La quarta banalità estiva è quella che vorrebbe ricondurre il rilancio della economia italiana alla semplice o sola riduzione della tassazione del lavoro nella sua accezione ampia di cuneo fiscale comprensivo anche dei contributi che datori di lavoro e lavoratori debbono versare agli enti previdenziali per il mantenimento delle politiche sociali. Premesso che tale riduzione è comunque auspicabile e deve rimanere un obiettivo di politica economica da perseguire con costanza, va però anche sottolineato che da sola tale iniziativa non può essere un surrogato alla assenza di adeguate politiche industriali. Se bastasse il confronto del cuneo fiscale per determinare la maggiore competitività rispetto ad altri paesi l’Italia sarebbe avvantaggiata economicamente in Europa rispetto ad un buon numero di concorrenti dell’area Euro, venendo per ammontare prelevato dalla busta paga per somma di motivi fiscali e contributivi solo dopo Belgio, Germania e Francia che hanno un cuneo fiscale più oneroso del nostro come ci racconta un recente studio dellaDeutsche Bank Research pubblicato il 16 Luglio 2014 a firma Frank Zipfel dal titolo “Lowering tax burden on labour”   che così scrive:  “Higher net pay has been the key political message heard in Germany for a long time, though to date hardly any deeds have followed the words.
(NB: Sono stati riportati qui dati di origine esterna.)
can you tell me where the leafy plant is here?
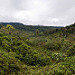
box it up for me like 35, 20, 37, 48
66, 44, 75, 56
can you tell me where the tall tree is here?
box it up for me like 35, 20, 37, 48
6, 24, 15, 35
36, 29, 39, 36
6, 24, 15, 43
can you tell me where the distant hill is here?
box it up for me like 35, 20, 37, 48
0, 22, 62, 32
65, 23, 75, 34
60, 23, 75, 34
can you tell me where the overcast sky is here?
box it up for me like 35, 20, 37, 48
0, 0, 75, 26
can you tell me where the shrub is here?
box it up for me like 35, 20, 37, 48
22, 50, 51, 66
51, 53, 66, 62
2, 36, 9, 41
0, 32, 4, 36
45, 39, 61, 51
61, 41, 72, 51
66, 44, 75, 56
0, 50, 20, 75
17, 43, 31, 55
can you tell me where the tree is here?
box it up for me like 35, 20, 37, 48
6, 24, 15, 43
6, 24, 15, 35
36, 29, 39, 36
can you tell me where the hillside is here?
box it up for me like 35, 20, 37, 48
0, 23, 75, 75
60, 23, 75, 34
0, 22, 62, 32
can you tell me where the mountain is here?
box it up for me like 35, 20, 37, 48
0, 22, 62, 32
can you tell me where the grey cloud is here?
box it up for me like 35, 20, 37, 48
0, 0, 75, 26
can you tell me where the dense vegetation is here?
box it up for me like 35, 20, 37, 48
0, 23, 75, 75
0, 22, 61, 32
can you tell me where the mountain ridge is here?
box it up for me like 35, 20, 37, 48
0, 22, 62, 32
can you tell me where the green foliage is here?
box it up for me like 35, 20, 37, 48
2, 39, 10, 50
0, 37, 2, 45
66, 44, 75, 56
28, 56, 75, 75
2, 36, 9, 41
6, 24, 15, 35
56, 56, 75, 75
22, 50, 51, 66
51, 53, 66, 62
17, 43, 31, 55
0, 32, 4, 36
0, 50, 20, 75
44, 39, 61, 51
61, 40, 72, 51
0, 24, 75, 74
6, 24, 15, 31
30, 37, 46, 46
0, 22, 59, 33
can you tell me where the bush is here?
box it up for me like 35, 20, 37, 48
22, 50, 51, 66
51, 53, 66, 62
17, 43, 31, 55
0, 50, 20, 75
45, 39, 61, 51
66, 44, 75, 56
0, 32, 4, 36
2, 36, 9, 41
61, 41, 72, 51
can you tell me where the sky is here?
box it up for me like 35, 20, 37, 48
0, 0, 75, 26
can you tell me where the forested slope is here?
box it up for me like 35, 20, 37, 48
0, 23, 75, 75
0, 22, 61, 32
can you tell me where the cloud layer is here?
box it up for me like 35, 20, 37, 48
0, 0, 75, 26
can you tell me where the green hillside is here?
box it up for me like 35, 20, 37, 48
0, 23, 75, 75
0, 22, 61, 32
In other European states the tax load on labour still appears much too high. At the recent Eurogroup meeting the finance ministers again fully committed to the EU’s agenda for growth and jobs and reaffirmed their resolve to reduce the tax load on labour, namely the tax wedge in particular. The high tax load on labour, both at macroeconomic and microeconomic level, usually has adverse effects on growth forces, because the taxation of labour distorts the decisions made by economic agents in numerous ways. At the microeconomic level the high burden on labour becomes especially clear when looking at the tax wedge. The tax wedge measures the difference between the gross labour costs of the employer (including employee and employer social security contributions) and the net income of the employee as a percentage of total labour costs. The eurozone countries Belgium, Germany, France, Italy and Austria lead the ranking with tax wedges of 45% to 55% (2013, single).”

Per rilanciare l’economia mondiale e quella italiana in particolare sembra rimanere quale unica strada percorribile quella della politica industriale improntata all’innovazione più che alla conservazione tramite semplice distribuzione di incentivi (vedasi al riguardo Lettera ANESTI Giugno 2014). E’ necessario partire dalla conoscenza accurata del presente per disegnare il futuro e porlo in atto. Il Made in Italy nella moda non è progredito solo perché miglioravano gli standard di consumo di filo nella cucitura degli abiti ma perché anticipava e imponeva stili nuovi nell’abbigliamento. Ma stile di vita innovativo non è solo e meramente un fatto estetico come nella moda; è anche affermazione di normative e standard che delineino come ecosa produrre in futuro nel settore industriale. La definizione di normative e standard è della massima importanza perché serve a delineare come vogliamo che sia tale futuro. E’ compito del settore pubblico e del legislatore partecipare con un ruolo non subalterno alla definizione sul piano internazionale di normative e standard che accelerino l’innovazione, come pure è compito del settore privato partecipare attivamente a questo sviluppo di sistemi innovativi con il fine della conquista di posizioni di assoluta leadership nel contesto internazionale. Come sosteneva ancora il Mazzarino “prima di affrontare un nuovo impegno devi approntare le capacità per affrontarlo e valutare se ti darà guadagno”.